In general, many businesses may benefit from refundable tax credits against employment taxes with the Employee Retention Credit. Others may find allowable deductions with paid leave for workers and tax credits for businesses with fewer than 500 employees.
This is a complicated and new area of regulation. With a business tax extension, you’ll have more time to figure these deductions out, but it may also make sense to bring in a tax professional this year–even if you haven’t done so in the past.
Business owners consistently underutilize this valuable tax deduction, which covers travel expenses like airfare, accommodations, and transportation-related costs such as rental cars, valet services, taxis, trains, tolls, and more.
Travel expenses are 100% deductible, unlike meals and entertainment costs, which are limited to a 50% deduction. Analyze your travel from the past year and note any instances where you met with a client or vendor, had a business meeting, toured a facility, met with your board of directors or shareholders, held a conference retreat, and so on.
Be sure to list everything related to these travel expenses so you can deduct them on your tax return.
If you use a car or truck for any business-related activities, you can confidently list those expenses on your tax return. There are two main ways to calculate this deduction: based on your mileage or on actual expenses.
Overwhelmingly, business owners choose the mileage method, which comes to 57.5 cents per business mile. Note that the IRS recently changed these rates from 57.5 to 56 cents per mile. You’ll still deduct at a 57.5 cent rate for 2020 taxes, and then switch to 56 cents per mile on next year’s 2021 tax returns.

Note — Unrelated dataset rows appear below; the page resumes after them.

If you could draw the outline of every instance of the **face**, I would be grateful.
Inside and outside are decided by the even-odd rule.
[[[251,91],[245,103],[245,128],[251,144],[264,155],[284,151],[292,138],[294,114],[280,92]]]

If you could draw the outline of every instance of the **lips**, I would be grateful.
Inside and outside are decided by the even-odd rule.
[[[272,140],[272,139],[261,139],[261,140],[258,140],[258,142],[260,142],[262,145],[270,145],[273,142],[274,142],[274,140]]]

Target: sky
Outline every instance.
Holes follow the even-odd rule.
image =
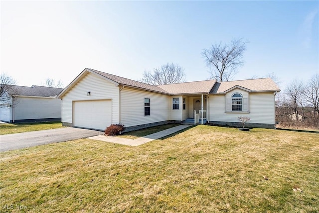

Don’t shy away from claiming your true mileage on your return: if you keep reasonably good written records, you shouldn’t fear an audit. Even if you haven’t been extremely detailed, you can still make an estimate and take the deduction.
Dining and entertainment
All those dinner engagements, lunch dates, and morning coffee meetings can add up to a healthy deduction—especially if you spent the time discussing business with a partner, potential client, vendor, or strategic ally.
Business owners sometimes minimize this line item, but you are entitled to the full deduction in all of those scenarios so be honest about your actual expenses and don’t hold back.
Office supplies and technology
The majority of your office supplies and technology purchases can be fully expensed, whether you’re upgrading your phone, buying new computers, or ordering iPads for everyone. In 2020, this also likely included sanitation supplies and home office equipment for employees.
Keep every receipt and list every expense so that you receive the maximum tax benefits you are entitled to.
Other business deductions
Remember that you may be entitled to many more tax advantages than you are aware of: business owners frequently miss opportunities for valuable deductions simply because they don’t understand all that’s available to them or they are worried about an audit.
However, if you’ve been keeping accurate records, there is no reason that you shouldn’t list the full amount of all your business expenses, from travel to technology, and take the appropriate deductions.
Use the extra six months to search through your credit card and bank statements, as well as your receipts, to uncover anything that can help you this tax year. Even if you think you have a good argument for taking a deduction and the IRS disagrees, the worst thing they can do is to disallow it.
How to file a business tax extension
To file a business tax extension, simply complete and submit the necessary IRS form. If you estimate that you will owe money to the IRS this year, you should include your estimated payment along with your extension form to avoid incurring fees and penalties later.
Remember that a tax extension extends the time you have to file your return, but not the time you have to pay it.
2021 business tax extension forms for 2020 tax year
You can submit your tax extension form online via IRS e-file providers or by mail.
Business tax extension deadline 2021
In 2021, the normal business tax deadline is March 15, 2021 and personal returns (for sole proprietors) are due by April 15. The business tax extension deadline in 2021 for 2020 tax returns is September 15.